An ABC of R2: S is for sitebuilding

…which was the penultimate step before a launch, after the software had been built and released, and before the technical work to finally lift the curtain.

One of the big changes that was part of R2 was how we structured our content — our information architecture. Previously each piece of content lived in a section, up to two levels deep, and a lot of content was duplicated so that it could appear in more than one section at a time. An extreme example we often used was the affair around David Kelly and the consequential Hutton inquiry. Almost every story there crossed the boundaries of politics, media and daily news.

With R2 we were introducing much more nuanced keywording and more options around navigation. So the content in the old system didn’t map directly into the new system: it all had to be examined and reclassified by hand. Additionally, production staff needed to build subject pages in ways they couldn’t before — for example, the pages on Afghanistan, the British monarchy and the BAE corruption investigations. All this was called sitebuilding.

Of course, the tech team built tools and wrote scripts to make the production staff’s job easier, but some things just need human expertise and take a very long time. Typically we allowed six weeks between the time the software was released and the relevant site was launched and that was the period in which sitebuilding took place.

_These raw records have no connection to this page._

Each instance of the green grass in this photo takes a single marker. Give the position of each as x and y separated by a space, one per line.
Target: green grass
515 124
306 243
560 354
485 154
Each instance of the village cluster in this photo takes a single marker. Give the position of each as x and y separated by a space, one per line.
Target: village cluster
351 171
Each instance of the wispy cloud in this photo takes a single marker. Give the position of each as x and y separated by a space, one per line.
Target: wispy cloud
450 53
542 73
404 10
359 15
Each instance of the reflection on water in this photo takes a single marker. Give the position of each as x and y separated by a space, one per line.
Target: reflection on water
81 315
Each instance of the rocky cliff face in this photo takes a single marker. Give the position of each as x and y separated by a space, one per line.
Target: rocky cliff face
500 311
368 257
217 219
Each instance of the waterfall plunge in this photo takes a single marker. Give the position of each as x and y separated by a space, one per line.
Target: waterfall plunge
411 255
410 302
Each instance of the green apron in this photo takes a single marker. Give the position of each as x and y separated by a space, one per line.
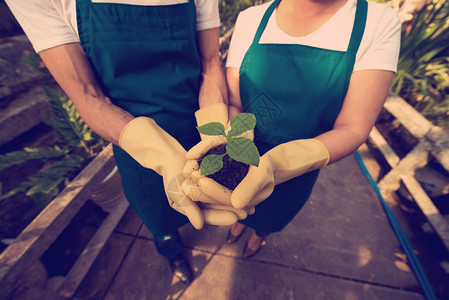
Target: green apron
146 60
295 92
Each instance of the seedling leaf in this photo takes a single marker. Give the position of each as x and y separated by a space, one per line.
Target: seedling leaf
213 128
211 164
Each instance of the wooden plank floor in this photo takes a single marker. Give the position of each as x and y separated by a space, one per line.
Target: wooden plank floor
340 246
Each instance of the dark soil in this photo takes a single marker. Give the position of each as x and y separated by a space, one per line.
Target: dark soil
232 172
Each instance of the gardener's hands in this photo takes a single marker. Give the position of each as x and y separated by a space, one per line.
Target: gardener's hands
155 149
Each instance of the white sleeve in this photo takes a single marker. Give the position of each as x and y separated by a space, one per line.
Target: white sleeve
42 23
381 50
207 15
242 37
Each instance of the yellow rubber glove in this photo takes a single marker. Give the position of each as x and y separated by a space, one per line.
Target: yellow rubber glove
278 165
155 149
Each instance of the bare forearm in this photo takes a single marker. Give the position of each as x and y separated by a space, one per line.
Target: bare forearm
69 66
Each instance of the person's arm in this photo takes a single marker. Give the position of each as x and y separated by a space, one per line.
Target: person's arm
364 100
367 92
233 81
71 69
213 84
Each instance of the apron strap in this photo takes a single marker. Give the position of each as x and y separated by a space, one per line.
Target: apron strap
359 27
264 21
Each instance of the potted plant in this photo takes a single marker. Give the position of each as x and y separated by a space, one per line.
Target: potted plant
229 163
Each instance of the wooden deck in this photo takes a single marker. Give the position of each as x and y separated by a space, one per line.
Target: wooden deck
340 246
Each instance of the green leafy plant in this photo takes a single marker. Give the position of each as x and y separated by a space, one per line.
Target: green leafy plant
60 164
33 61
422 78
238 148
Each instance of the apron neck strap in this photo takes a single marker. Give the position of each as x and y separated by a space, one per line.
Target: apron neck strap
359 26
264 21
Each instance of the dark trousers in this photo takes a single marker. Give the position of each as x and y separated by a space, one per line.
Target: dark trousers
168 245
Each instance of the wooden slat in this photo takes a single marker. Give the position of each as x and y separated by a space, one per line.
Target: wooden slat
90 253
427 207
388 153
48 225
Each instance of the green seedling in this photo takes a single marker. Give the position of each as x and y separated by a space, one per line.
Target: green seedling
238 148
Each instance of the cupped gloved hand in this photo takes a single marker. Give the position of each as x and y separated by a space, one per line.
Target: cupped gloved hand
217 209
217 112
283 162
155 149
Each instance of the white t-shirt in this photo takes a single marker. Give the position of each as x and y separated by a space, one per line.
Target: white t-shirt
379 48
49 23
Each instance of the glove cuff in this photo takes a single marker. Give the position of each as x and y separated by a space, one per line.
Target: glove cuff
149 144
323 151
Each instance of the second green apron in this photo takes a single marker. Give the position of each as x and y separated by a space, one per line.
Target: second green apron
295 92
146 60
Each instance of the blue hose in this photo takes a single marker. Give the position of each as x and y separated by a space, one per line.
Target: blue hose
413 260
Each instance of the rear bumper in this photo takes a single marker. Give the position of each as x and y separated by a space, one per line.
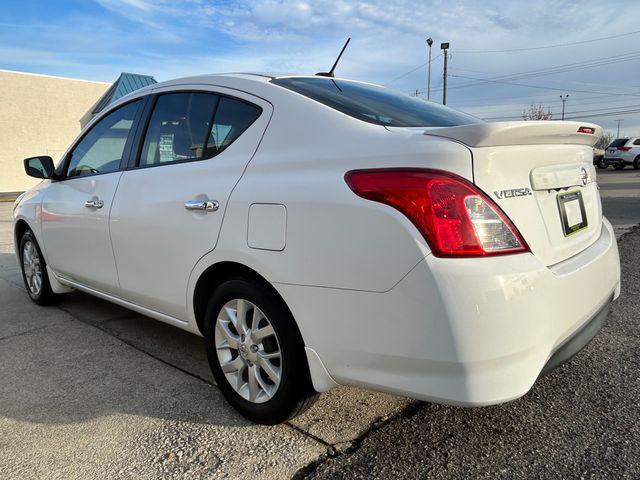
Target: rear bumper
578 340
617 161
460 331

An ABC of R2: Q is for quality assurance

…which is a much misunderstood subject.

The R2 team consisted of a number of QAs, and the most obvious artifact that the QAs produced and worked with was the test script: a series of detailed instruction that explained what to test and how to test it. For this reason it’s too easy to dismiss QAs as testers, and that would be a mistake.

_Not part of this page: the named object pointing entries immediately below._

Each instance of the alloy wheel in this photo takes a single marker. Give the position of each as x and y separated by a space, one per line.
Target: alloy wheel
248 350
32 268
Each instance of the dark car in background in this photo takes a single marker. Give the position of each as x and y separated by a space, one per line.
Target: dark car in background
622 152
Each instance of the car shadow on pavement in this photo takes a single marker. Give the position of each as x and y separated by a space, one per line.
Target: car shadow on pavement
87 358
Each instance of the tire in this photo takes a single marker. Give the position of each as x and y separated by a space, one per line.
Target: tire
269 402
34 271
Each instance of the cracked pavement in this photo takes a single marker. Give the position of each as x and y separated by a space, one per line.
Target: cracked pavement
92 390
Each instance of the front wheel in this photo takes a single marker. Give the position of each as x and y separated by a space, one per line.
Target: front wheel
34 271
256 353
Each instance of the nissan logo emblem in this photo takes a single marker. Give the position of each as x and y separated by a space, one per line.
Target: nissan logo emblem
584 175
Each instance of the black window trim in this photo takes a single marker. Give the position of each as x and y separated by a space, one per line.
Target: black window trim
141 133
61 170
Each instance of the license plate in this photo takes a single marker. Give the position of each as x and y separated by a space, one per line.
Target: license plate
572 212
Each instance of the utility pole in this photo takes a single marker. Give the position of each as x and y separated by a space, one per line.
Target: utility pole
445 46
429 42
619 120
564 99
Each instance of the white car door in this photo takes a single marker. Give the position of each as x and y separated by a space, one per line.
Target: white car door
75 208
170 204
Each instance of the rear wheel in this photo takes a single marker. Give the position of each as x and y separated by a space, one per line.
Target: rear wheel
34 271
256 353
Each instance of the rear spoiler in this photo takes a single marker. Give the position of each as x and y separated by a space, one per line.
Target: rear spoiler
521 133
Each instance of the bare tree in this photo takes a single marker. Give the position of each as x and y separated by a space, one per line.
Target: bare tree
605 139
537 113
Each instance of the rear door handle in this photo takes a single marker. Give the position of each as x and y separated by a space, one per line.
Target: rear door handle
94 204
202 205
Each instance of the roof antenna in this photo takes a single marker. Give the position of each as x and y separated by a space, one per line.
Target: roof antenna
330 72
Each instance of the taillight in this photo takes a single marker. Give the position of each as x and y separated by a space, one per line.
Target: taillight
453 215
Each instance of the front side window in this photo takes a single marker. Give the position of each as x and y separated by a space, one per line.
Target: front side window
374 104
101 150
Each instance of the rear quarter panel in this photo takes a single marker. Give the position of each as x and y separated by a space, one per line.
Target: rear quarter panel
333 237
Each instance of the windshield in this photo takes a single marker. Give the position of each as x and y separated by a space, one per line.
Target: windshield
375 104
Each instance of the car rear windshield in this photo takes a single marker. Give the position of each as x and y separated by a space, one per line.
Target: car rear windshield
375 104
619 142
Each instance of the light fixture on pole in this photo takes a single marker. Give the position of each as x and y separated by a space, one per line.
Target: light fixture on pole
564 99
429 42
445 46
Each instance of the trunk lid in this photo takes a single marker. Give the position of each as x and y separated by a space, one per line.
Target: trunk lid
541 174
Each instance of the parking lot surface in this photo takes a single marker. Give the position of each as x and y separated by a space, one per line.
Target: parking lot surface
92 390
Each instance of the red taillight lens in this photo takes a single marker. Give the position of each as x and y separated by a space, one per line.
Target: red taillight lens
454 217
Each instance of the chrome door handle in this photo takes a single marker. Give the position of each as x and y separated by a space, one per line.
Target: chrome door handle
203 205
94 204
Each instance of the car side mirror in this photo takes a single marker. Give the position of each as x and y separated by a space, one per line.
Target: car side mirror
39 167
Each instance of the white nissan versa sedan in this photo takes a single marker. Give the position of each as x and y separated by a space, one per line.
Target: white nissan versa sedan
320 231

Our QA Manager, Amy, says “I don’t want us to be finding problems, I want there to be no problems to find”. That hints at how QAs should be used: they should be involved from the very start of a piece of work to identify an appropriate structure and approach that ensures greater reliability and more opportunities for testing. In the best cases a QA has guided a task in a direction that BAs, developers and architects might not have previously considered, so avoiding problems they hadn’t thought of. In the worst cases a QA has been omitted from planning a piece of work and something considered straightforward by the QA-less group has turned out expensive to test and a constant source of problems.

Testing comes at the end of the development process, and considering a QA as a tester therefore allows one to fall into the trap of including them only at the end. The quality assurance process should add value, and that can only happen if the QAs are involved from the start.

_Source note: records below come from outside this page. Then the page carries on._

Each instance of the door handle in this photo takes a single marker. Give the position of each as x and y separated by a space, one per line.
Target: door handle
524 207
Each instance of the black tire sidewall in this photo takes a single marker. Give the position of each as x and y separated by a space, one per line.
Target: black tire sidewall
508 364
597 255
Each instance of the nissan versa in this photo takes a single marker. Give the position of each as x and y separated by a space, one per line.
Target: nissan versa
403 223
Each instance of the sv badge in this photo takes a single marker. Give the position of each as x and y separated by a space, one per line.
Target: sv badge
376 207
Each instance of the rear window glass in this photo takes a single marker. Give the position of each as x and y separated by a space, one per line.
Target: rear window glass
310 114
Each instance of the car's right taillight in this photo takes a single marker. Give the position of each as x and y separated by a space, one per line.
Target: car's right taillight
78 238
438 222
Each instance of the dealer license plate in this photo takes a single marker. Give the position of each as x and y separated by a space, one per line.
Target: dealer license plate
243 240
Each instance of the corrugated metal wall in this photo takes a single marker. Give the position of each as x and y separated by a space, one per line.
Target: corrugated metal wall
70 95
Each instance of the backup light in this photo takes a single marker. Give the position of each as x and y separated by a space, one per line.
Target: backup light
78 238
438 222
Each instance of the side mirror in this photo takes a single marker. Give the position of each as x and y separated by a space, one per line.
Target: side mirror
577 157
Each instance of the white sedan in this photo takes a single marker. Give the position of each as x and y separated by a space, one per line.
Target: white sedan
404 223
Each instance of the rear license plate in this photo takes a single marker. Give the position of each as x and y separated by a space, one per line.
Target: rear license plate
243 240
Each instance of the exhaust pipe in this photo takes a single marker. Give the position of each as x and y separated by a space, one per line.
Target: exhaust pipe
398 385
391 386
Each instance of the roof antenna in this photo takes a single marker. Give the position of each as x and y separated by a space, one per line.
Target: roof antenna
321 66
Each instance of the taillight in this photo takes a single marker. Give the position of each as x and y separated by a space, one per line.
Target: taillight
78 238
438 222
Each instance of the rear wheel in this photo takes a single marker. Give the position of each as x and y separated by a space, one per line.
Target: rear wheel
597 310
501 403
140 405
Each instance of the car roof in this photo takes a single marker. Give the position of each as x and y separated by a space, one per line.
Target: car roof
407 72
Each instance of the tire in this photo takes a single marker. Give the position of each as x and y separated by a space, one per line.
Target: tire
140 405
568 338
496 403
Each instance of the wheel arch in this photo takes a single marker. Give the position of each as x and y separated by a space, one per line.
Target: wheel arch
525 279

An ABC of R2: P is for pair programming

…which was, and is, a hugely important part of our software development, and something that took a long time to learn to do well.

Pair programming is when two developers sit at one machine and one keyboard to write the software. It’s very difficult to do: the driver has the pressure of someone watching their every move, and the navigator has to be aware of what’s going on because they’ll be asked to take over at any moment and they have a responsibility to keep an eye on the bigger picture. It also makes it a very collaborative process — the pair need to work out together exactly how they’re going to tackle every problem. Mat, leading our architecture team, calls this “keeping each other honest”.

Pairing looks expensive — two people apparently doing something that one could do — but that makes the mistake of thinking that all software is the same and all developers are interchangeable. Here are some of the benefits we’ve found:

  • Developers are more productive. With someone sitting beside you you can’t afford to cruise. You’ve got to be demonstrably on the ball all the time.
  • The quality of the software is much higher. I’ve listened to developers discussing how they should write a particular piece of code, suggesting alternatives and weighing up pros and cons that one individual would never have come up with by themselves.
  • Developers become much more skilled much more quickly. Everyone learns off everyone else.
  • The company’s technology investment is de-risked. Highly specialised knowledge is shared among many people, and doesn’t live just in the head of one person. This also means…
  • …Resourcing projects is easier. Because more people are able to move onto other teams more often, since (a) they are more likely to have the knowledge needed for the new team, and (b) they are less tied to their existing team since they will have shared that knowledge. This last point also means…
  • …Developers have more opportunities to learn new things. They can move onto other teams and new projects, safe that they won’t be constantly called back to their previous team, because they’ll have shared their skills and knowledge.

When a software project is complete the software itself is only just beginning its life, in operation day after day — and in the case of our software, by hundreds of people for many years to come. So that development investment has to ensure the product is of very high quality, and pair programming is part of how we ensure that.